Durante a abertura capitalista, nos anos 80, o governo chinês forçou as cidades a se especializar em setores produtivos específicos por meio de incentivos fiscais. Shenzhen, pela excelente estrutura portuária, logo ficou com a área dos eletrônicos, cujo foco na exportação é prioritário. Virou uma cidade onde é possível fabricar gadgets em qualquer prazo e com qualquer qualidade e quantidade.
“Na China, tudo se resolve respondendo quanto você quer pagar na fabricação do produto. Quanto maior o investimento, mais as réplicas serão parecidas com a peça original”, afirma Jean-Pierre Cecillon, diretor de vendas da Kingston no Brasil e no Cone Sul. A empresa, que é referência em pen drives e memória RAM, tem 97% da sua produção concentrada na Ásia.
O apelo da China não está apenas no baixo custo dos profissionais. “Nosso processo de fabricação é quase todo automatizado. Por isso, a mão-de-obra barata não foi o fator decisivo para escolher a China. O país nos atraiu por ter um mercado consumidor gigantesco e uma infraestrutura que se expande com velocidade”, diz Cecillon. Além disso, os produtos já saem de Shenzhen prontos para ser vendidos em qualquer lugar do mundo.
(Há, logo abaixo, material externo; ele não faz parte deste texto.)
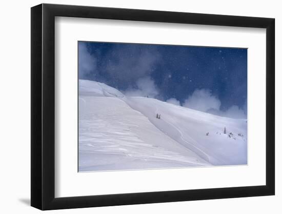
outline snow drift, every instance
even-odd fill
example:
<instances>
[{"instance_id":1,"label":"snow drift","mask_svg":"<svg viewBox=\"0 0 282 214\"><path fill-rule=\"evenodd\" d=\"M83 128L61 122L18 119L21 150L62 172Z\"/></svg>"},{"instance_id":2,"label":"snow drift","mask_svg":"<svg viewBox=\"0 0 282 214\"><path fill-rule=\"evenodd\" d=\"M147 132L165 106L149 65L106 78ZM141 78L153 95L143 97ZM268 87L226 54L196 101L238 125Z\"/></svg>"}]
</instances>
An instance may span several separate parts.
<instances>
[{"instance_id":1,"label":"snow drift","mask_svg":"<svg viewBox=\"0 0 282 214\"><path fill-rule=\"evenodd\" d=\"M79 171L246 164L247 146L246 120L79 81Z\"/></svg>"}]
</instances>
Todos os clones de iPhone testados pela INFO vieram com menus em português, embora com sotaque lusitano. As facilidades não param por aí. As etapas de testes, controle de qualidade e análise de materiais são feitas na China, antes de os produtos embarcarem nos contêineres. O problema é que, em nome da diminuição de custos e da velocidade na adoção de novidades, raramente esse processo é respeitado nos aparelhos shanzhai.
“No Brasil, só para mudar a cor de um celular temos que fazer concorrência com diversos fornecedores, pesquisar a durabilidade do material e atender a uma série de exigências da Anatel”, afirma Gilson Raeder, diretor de desenvolvimento de produto da Motorola Brasil.
“No caso, a aprovação da Anatel não depende apenas do telefone, órgãos como o CPqD e o Inpi analisam a bateria, o carregador, o manual, a embalagem, o sistema operacional, tudo”, diz. Esse processo, que pode levar até três meses, é solenemente ignorado pelos aparelhos shanzhai.
Do dual-SIM ao pero no mucho
Há todas as opções de cores, tamanhos e formatos nos smartphones shanzhai que chegam ao Brasil, mas duas características estão quase sempre presentes: a possibilidade de usar dois chips e a sintonia de TV. A função de dual-SIM, que permite usar dois números de celular ao mesmo tempo, ainda é rara nos aparelhos originais vendidos aqui. Nos clones, pode ser usada sem dificuldade, conforme mostraram os testes do INFOLAB. Após discar um número, é só escolher entre os dois botões que representam a primeira e a segunda conta de telefone. Tudo ocorre de forma transparente, independentemente da diferença de operadora entre os chips. A opção da TV é bem mais tosca. Usando sempre uma antena no estilo radinho de pilha, o sinal capturado é analógico e dificilmente mostra imagens sem chiados e chuviscos.
Além do iPhone, todos os aparelhos mais populares da Nokia, Motorola e Sony Ericsson têm suas versões cover. No caso da fabricante finlandesa, o hit são as cópias do N95, que trazem funções como tela sensível e caneta stylus, que não existem nem mesmo no modelo original. Outra característica cada vez mais presente é o uso do acelerômetro.
Os clones de iPhone trocam de música com uma chacoalhada para a frente e retrocedem com um movimento para trás. O problema é que esse remelexo não dura muito. Com acabamento frágil, os gadgets têm data de validade curta e funções que só aparecem escritas na embalagem. O visual dos aparelhos engana bem, mas é comum esbarrar com exemplos como o da câmerafone Vaic, que teria resolução de 8 MP, mas, no máximo, captura imagens com 640 por 480 pixels, como uma webcam fuleira.

Nos HiPhones, a tampa indica capacidade para guardar 16 GB, quando na verdade o aparelho traz só um cartão microSD de 1 GB. Não são raros os carregadores, baterias e fones de ouvido que apresentam falhas logo na primeira semana de uso.